Fue un beso torpe, salado por la lluvia y las lágrimas, un gesto impulsivo que duró solo un segundo. Ella no respondió. Sus labios permanecieron fríos, inertes. Federico se apartó de golpe, como si se hubiera quemado. La realidad lo abofeteó. ¿Qué estaba haciendo? Se reprochó a sí mismo su egoísmo, sus sentimientos fuera de lugar. Ella no necesitaba a un amante, necesitaba a su médico, al ancla que él mismo había arrancado.

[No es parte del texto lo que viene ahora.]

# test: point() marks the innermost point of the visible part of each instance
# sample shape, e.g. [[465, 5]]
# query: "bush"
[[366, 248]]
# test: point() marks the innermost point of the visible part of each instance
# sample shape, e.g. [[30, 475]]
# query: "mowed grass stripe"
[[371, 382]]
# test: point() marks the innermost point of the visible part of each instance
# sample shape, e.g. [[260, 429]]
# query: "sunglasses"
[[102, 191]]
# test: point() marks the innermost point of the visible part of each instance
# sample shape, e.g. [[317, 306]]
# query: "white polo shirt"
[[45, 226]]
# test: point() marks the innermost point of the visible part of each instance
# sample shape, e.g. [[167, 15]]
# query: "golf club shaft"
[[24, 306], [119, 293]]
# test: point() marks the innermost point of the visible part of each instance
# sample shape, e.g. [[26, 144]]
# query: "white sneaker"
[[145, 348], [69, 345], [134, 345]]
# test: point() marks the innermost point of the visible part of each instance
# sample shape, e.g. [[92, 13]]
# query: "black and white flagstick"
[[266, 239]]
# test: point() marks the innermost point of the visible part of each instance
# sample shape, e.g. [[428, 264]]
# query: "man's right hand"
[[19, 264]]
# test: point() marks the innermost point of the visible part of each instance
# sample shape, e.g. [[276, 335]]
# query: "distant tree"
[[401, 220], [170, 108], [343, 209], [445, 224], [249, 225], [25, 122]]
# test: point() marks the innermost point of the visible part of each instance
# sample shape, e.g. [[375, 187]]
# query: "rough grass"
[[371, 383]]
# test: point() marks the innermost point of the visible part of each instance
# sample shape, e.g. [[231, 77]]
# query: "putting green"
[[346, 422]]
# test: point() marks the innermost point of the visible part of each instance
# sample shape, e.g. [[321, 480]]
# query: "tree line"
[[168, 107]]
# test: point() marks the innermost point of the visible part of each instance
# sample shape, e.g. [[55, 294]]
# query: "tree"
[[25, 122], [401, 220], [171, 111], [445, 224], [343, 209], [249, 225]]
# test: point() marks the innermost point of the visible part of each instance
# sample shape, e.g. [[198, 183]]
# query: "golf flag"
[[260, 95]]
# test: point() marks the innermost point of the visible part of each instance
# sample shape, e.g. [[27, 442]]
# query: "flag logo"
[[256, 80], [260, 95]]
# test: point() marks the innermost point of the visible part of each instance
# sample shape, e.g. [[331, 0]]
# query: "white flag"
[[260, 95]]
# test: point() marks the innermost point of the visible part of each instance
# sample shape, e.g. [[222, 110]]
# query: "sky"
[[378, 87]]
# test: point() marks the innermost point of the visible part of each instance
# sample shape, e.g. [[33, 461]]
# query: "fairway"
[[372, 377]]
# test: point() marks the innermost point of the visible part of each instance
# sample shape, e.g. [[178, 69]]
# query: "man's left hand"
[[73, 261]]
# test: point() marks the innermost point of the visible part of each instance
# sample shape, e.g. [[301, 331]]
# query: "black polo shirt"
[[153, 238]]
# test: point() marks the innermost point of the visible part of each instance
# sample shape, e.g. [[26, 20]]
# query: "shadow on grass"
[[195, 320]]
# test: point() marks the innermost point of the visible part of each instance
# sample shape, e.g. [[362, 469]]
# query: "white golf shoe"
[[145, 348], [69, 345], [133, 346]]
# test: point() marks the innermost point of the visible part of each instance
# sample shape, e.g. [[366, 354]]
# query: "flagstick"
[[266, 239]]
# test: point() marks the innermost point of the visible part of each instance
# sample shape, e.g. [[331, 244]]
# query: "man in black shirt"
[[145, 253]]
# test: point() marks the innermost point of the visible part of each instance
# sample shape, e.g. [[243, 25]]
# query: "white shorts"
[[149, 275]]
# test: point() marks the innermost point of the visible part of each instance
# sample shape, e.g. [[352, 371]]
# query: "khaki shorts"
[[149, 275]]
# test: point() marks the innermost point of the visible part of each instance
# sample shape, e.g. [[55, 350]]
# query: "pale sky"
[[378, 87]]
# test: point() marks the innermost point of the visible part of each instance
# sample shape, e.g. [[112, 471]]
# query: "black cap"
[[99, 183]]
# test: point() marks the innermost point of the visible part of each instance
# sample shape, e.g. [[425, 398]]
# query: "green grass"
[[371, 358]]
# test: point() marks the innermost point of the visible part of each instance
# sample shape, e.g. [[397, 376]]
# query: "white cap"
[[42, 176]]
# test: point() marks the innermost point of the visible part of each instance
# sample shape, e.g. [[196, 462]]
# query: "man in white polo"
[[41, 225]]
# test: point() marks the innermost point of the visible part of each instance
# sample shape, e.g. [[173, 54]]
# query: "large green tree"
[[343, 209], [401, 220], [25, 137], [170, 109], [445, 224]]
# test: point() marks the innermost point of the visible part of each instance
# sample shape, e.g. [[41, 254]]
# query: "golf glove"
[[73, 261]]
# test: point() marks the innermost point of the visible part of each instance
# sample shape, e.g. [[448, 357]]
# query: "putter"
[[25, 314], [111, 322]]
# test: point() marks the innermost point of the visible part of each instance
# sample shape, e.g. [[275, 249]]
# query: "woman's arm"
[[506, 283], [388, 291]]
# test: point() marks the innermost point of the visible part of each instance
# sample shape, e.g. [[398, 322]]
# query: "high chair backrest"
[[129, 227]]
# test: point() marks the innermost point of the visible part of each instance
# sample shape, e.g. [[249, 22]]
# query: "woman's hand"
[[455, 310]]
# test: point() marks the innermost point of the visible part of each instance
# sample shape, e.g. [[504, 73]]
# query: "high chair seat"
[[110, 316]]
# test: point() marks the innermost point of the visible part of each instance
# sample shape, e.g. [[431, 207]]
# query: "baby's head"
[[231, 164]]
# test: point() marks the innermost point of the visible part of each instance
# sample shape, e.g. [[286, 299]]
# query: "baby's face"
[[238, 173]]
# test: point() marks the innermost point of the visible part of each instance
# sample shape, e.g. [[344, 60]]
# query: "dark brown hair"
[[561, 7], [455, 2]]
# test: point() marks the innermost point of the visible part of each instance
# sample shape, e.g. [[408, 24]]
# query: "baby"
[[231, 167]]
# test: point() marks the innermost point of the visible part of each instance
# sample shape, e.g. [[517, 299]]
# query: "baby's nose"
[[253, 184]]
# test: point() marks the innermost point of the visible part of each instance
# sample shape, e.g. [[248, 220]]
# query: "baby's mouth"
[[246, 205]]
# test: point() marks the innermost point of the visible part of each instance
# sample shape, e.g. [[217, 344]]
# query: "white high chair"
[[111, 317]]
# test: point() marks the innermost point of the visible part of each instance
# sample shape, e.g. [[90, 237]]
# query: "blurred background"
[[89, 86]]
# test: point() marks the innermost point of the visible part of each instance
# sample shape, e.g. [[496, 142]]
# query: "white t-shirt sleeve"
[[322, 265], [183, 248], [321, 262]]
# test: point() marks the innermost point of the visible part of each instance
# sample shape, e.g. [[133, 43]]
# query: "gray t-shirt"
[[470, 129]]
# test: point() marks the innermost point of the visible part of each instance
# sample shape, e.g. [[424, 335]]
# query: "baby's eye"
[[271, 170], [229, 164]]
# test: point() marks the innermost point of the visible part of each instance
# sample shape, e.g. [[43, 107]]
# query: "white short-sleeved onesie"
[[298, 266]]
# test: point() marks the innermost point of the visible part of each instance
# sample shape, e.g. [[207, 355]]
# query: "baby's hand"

—Perdóname —susurró, con la voz rota—. Amelia, perdóname. Por todo. Por lo que te dije, por haberte lastimado así, por causarte esto. Ven, entremos.
Buscó a tientas las llaves en su bolsillo, con las manos aún temblorosas, y abrió la puerta de la consulta. La guió hacia adentro, hacia el único lugar donde, quizás, podría empezar a reparar el daño que había hecho.